3 - The type of people required to manage and support AlienVault Unified Security Management are typically highly skilled IT security individuals. This is necessary because of the type of data that is being dealt with in the system. The majority of IT administrators I've come across do not understand the data or it's impact on their networks. Getting certified on he USM platform is a worthwhile exercise in helping to understand the system, what it does, and how it works.
Evaluating AlienVault Unified Security Management and Competitors
Yes - We have evaluated many products including RandomStorm, Alert Logic, Clone Systems to name a few. Alienvault is the most comprehensive all-round product that allows us to service our clients in the most meaningful way. Alienvault has fuctionality and capabilities that most other product in the space do not, their development is professional and they list to their users and partners, and their support is first rate.
- Product Features
- Product Usability
- Product Reputation
- Prior Experience with the Product
The most important factor for us was the fact that the system is a combination of multiple tools that take care of different aspects of IT security which fit in very closely with the compliance requirements we help our clients with (specifically PCI). The fact that all of the tools incorporated in the system are managed from one central easy to use interface is a huge advantage.
I wouldn't change the process. We have evaluated a lot of products out there, and for us, the Alienvault USM is a great fit. One lesson we have learned though, is that it is definitely the right way to go to select a vendor that has a presence in your country. Dealing with a vendor that is in a time zone 7-10 hours away can pose serious challenges.

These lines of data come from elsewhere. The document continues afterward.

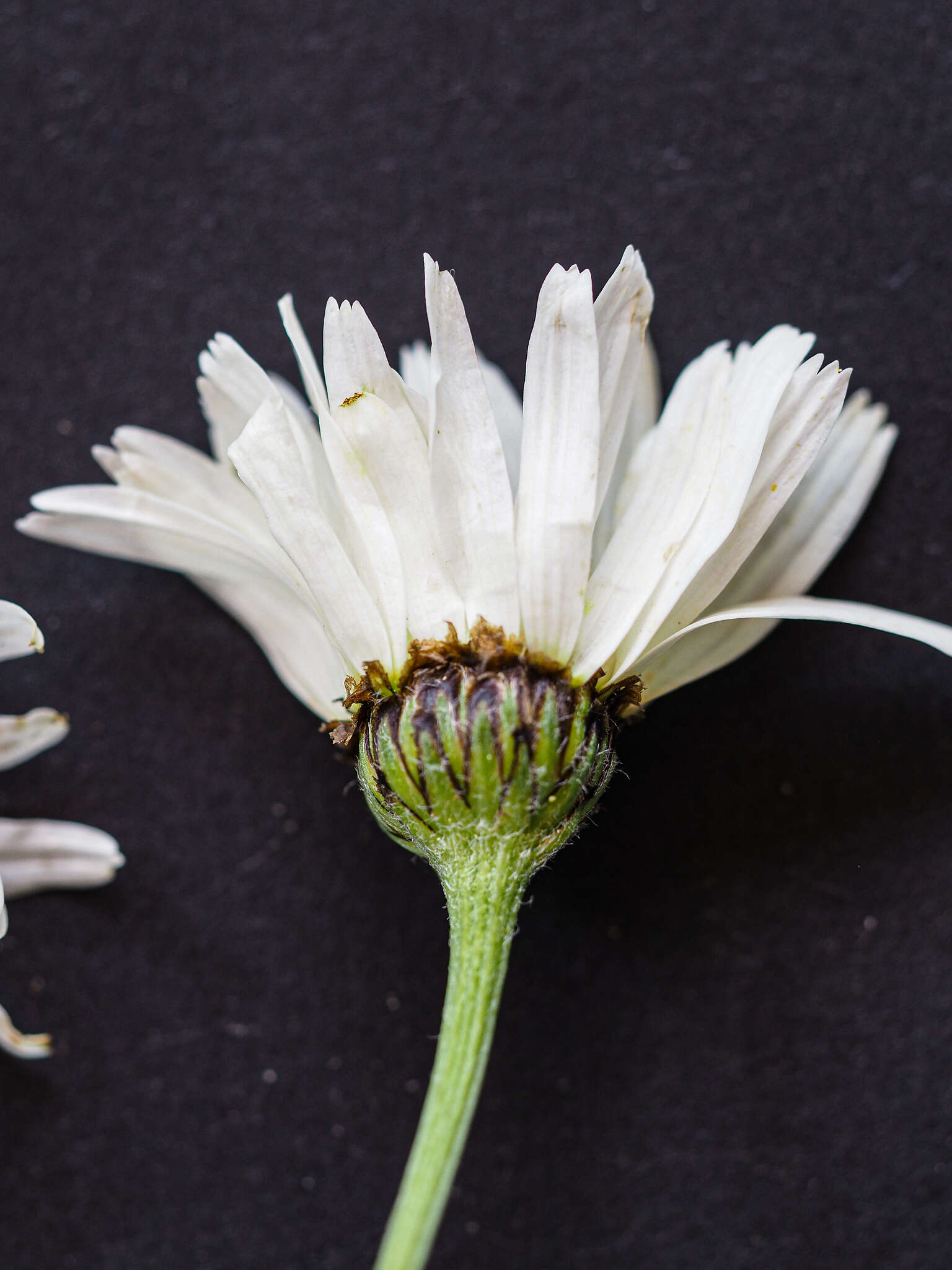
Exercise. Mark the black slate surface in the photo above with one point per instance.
(726, 1036)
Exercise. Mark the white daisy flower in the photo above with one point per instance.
(40, 855)
(490, 584)
(606, 538)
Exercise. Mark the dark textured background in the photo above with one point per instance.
(726, 1036)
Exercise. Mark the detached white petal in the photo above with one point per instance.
(559, 466)
(23, 1044)
(469, 479)
(24, 735)
(40, 854)
(19, 634)
(55, 855)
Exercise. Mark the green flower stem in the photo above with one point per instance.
(484, 882)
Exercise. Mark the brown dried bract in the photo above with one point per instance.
(488, 649)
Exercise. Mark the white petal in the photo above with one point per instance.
(291, 637)
(813, 609)
(643, 415)
(672, 474)
(507, 411)
(133, 525)
(24, 735)
(394, 456)
(270, 459)
(55, 855)
(622, 313)
(505, 401)
(559, 464)
(798, 431)
(355, 362)
(20, 1044)
(306, 361)
(371, 543)
(168, 468)
(795, 550)
(415, 367)
(230, 388)
(19, 634)
(470, 486)
(743, 412)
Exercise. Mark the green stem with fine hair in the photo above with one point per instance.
(484, 884)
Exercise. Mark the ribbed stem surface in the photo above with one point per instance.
(484, 883)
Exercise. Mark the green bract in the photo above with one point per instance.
(484, 755)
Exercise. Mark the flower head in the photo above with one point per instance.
(612, 543)
(40, 855)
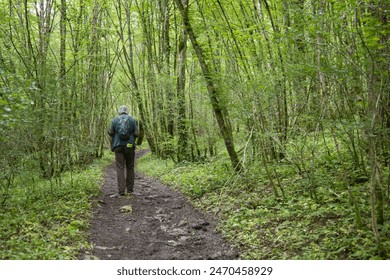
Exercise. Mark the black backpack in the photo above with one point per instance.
(124, 128)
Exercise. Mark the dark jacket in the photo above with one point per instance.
(112, 131)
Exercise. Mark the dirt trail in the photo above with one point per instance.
(159, 224)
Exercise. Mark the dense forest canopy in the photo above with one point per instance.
(303, 83)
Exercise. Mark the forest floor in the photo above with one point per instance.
(155, 223)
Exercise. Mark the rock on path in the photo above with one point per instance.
(155, 223)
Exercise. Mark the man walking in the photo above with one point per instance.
(123, 132)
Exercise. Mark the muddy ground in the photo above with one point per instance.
(156, 223)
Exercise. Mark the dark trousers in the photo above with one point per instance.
(124, 158)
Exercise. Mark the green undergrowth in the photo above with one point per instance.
(49, 219)
(282, 222)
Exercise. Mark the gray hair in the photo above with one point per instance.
(123, 110)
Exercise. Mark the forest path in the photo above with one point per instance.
(159, 224)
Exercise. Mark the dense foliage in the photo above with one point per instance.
(296, 86)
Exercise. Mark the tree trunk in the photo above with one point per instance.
(218, 108)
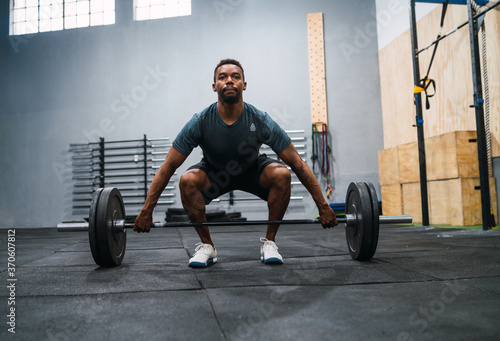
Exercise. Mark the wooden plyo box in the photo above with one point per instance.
(392, 199)
(408, 163)
(388, 166)
(452, 155)
(458, 201)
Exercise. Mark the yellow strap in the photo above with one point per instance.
(418, 90)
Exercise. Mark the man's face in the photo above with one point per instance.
(229, 83)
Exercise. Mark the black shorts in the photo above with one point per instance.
(221, 182)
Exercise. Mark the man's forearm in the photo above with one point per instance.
(307, 178)
(156, 188)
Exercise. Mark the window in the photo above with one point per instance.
(156, 9)
(32, 16)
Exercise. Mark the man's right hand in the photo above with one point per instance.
(143, 222)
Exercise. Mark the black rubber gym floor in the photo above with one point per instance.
(422, 284)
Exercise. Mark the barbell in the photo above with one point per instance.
(107, 227)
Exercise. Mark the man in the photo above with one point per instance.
(230, 133)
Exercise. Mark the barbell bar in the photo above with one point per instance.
(107, 227)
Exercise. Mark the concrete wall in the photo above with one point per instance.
(133, 78)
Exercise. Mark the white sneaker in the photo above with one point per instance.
(204, 255)
(269, 252)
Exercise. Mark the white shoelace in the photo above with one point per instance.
(202, 248)
(269, 243)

AlienVault Unified Security Management Implementation
Pre planning is crucial. We typically preconfigure all appliances before they are deployed to the client so that the only thing left to do is deploy the agents.
- Implemented in-house
- Professional services company
We (TrustNet) are the professional services company. We do the implementation and deployment for all of our clients.
Yes - Implementation is broken up into planning phase, pre-configuration, and deployment.
Change management was a small part of the implementation and was well-handled - There are certain aspects to the implementation that require change management, specifically installation of agents on network servers and workstations for log collection and FIM, and changes to syslog configuration on network devices such as firewalls and routers.
- Agent deployment. This has been greatly simplified in newer versions of the platform with the automatic deployment tool. However, if there are a large number of agents that need to be deployed, it is very time consuming as they can still only be done one-at-a-time. There is no ability to create a list of devices with their IP addresses that the system can use to automatically create and deploy the agents.
- Configuring WIDS can be complicated. The WIDS sensors are not standard or proprietary to AlienVault. We have found the hardware, and developed the imaged that gets deployed to it, to perform this functionality.